The latest episode in this freak show is the current review of the history textbooks. Various dubiously qualified “experts” have been brought in to spin the textbooks with ideological agendas. Of particular interest is pseudo-historian David Barton and minister Peter Marshall who were both called by board members to lend a hand in reviewing history textbooks. Neither have credentials to be called experts. Barton is a well-known propagandist. He makes his living promoting a pro-Christian version of American history with lies and half-truths. Not surprisingly, he’s up to his usual tricks. The minister’s agenda is far more obvious. The only bright light in this whole sordid mess is the fact that Texas Freedom Network is doing a great job of covering the mess and helping to keep us informed. With luck, we can get more sane people on the board in the upcoming election. For now, we can really only watch the train wreck and hope for the best. (Yes, there’s a public hearing this week, but I don’t think it will have an impact.)
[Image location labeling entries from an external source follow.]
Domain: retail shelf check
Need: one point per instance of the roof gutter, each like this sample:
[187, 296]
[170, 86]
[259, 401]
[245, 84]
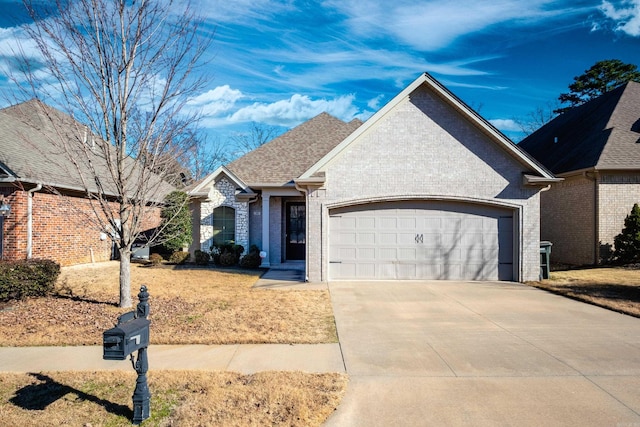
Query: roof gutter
[539, 181]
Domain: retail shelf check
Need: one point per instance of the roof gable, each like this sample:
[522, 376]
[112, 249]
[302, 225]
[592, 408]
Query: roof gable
[202, 188]
[600, 134]
[288, 156]
[432, 85]
[36, 145]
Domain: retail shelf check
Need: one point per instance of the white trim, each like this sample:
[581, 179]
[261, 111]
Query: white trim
[451, 99]
[212, 177]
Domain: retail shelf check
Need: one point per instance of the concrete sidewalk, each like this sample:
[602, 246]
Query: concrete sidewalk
[243, 358]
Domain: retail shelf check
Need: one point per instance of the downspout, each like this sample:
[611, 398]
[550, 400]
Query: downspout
[596, 224]
[305, 191]
[30, 219]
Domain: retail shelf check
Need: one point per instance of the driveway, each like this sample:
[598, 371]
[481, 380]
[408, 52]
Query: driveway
[478, 353]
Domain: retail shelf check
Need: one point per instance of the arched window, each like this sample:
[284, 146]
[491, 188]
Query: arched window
[224, 225]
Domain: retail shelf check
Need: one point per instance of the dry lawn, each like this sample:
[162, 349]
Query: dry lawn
[178, 398]
[188, 306]
[615, 288]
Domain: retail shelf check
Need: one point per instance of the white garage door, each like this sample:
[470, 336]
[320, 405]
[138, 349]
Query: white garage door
[421, 240]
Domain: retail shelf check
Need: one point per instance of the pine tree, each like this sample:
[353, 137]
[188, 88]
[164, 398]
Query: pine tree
[627, 243]
[176, 221]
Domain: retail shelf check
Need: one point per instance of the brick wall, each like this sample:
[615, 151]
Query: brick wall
[617, 192]
[423, 148]
[63, 228]
[223, 193]
[568, 220]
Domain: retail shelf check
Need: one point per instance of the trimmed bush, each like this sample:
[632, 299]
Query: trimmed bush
[179, 257]
[155, 259]
[28, 278]
[202, 258]
[228, 259]
[251, 260]
[217, 251]
[627, 243]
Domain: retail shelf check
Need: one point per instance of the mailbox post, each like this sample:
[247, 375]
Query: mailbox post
[129, 335]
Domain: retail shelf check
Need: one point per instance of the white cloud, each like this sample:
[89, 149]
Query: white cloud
[240, 10]
[295, 110]
[374, 103]
[216, 101]
[506, 125]
[627, 17]
[434, 25]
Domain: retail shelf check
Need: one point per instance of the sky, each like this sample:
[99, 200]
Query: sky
[280, 63]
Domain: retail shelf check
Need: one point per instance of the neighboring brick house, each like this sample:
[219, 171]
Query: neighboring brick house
[425, 189]
[51, 216]
[595, 147]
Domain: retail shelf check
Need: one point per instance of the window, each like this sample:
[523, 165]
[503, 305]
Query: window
[224, 225]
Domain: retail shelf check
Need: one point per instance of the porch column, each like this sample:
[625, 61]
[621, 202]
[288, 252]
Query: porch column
[265, 229]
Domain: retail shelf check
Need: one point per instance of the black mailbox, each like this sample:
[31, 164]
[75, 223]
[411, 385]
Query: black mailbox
[125, 338]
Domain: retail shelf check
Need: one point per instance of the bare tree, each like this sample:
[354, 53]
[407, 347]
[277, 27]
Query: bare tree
[537, 118]
[256, 135]
[125, 69]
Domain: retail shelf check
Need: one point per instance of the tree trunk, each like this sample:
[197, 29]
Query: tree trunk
[125, 278]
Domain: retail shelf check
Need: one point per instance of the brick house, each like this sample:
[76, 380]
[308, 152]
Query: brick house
[51, 216]
[595, 147]
[425, 189]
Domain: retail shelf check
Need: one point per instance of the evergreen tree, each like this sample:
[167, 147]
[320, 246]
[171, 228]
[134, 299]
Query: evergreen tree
[601, 78]
[176, 221]
[627, 243]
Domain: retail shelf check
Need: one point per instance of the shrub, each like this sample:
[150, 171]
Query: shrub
[155, 259]
[179, 257]
[202, 258]
[28, 278]
[251, 260]
[226, 248]
[228, 259]
[627, 243]
[176, 221]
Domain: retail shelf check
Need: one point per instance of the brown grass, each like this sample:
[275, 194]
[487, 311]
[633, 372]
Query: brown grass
[615, 288]
[188, 306]
[184, 398]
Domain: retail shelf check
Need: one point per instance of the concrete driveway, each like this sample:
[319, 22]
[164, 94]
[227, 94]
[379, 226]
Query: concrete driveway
[482, 354]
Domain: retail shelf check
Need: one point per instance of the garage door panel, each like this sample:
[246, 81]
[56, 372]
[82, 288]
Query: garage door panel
[387, 223]
[366, 254]
[366, 238]
[388, 238]
[349, 253]
[387, 254]
[436, 240]
[407, 223]
[407, 254]
[366, 270]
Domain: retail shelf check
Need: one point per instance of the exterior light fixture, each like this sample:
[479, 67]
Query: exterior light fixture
[5, 209]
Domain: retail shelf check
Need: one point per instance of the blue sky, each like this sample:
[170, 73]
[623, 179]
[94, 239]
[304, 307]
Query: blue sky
[279, 63]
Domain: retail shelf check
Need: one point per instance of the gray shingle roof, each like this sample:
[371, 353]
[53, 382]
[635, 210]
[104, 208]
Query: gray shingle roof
[35, 140]
[291, 154]
[603, 133]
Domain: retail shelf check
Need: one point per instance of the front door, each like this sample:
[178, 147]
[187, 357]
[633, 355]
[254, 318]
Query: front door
[296, 231]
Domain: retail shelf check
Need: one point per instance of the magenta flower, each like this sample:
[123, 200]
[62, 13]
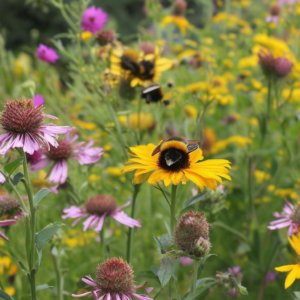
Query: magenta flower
[24, 127]
[114, 281]
[46, 54]
[38, 100]
[96, 209]
[186, 261]
[93, 19]
[6, 223]
[289, 218]
[84, 154]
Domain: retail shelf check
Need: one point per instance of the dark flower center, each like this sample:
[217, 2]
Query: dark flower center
[101, 204]
[128, 64]
[21, 116]
[9, 207]
[63, 151]
[146, 70]
[174, 160]
[115, 276]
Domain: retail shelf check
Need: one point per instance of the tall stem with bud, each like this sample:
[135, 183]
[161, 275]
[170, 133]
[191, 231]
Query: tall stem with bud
[31, 257]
While I have certainly felt a lot of frustration and anger at the Texas SBOE over the years, today I’m feeling kind of sorry for Christianity. I feel pity. If the facts about Christianity were actually taught in schools… the Crusades, Salem Witch Trials, systematic persecution of Jews, the burning of the Library of Alexandria, the Spanish Inquisition, the corruption of the Popes, the sabotage of medical advances, the marketing of rapture snuff porn, and the link between belief and so many social ills… if all of the facts were taught in schools, in an unbiased way, it would inoculate kids in the US against the disease of Christianity. That’s what they’ve done it in Europe and the level of belief has plummeted.

Christian leaders here know of this danger, so they’ve packed the board with ideologues and sent in their crack team of propagandists to make Texas children’s minds safe for a false religion. They know they have to lie to the children because the truth is not on their side. It’s a pitiful attempt to save the falsehoods they hold so dear. Even in its sickly state, however, Christianity is still doing great harm.

Ill-educated fools in charge of education

Yes, it’s another Don McLeroy post. This Washington Monthly piece is currently making the rounds. If you haven’t seen it, you aren’t aware of just how bad things are in Texas.

Seriously, this will make you ill. Is there no depth to the ideological delusions cretins like this want to enshrine in our schools? Don’t answer that, it’s rhetorical.

In honor of McLeroy, and inspired by one of PZ’s headlines today, I thought I’d create a little article of anticreowear, for all your scientifically sartorial needs. I plan to wear mine proudly. Those of you obsessed with the whole “civility” thing will clutch your pearls and admonish me sternly about it, I’m sure. Go ahead and take your concern as noted in advance. Read the attached article — shit, just read the first two paragraphs — and you’ll understand, I hope, why I’m beyond any pretense of civility with the likes of McLeroy.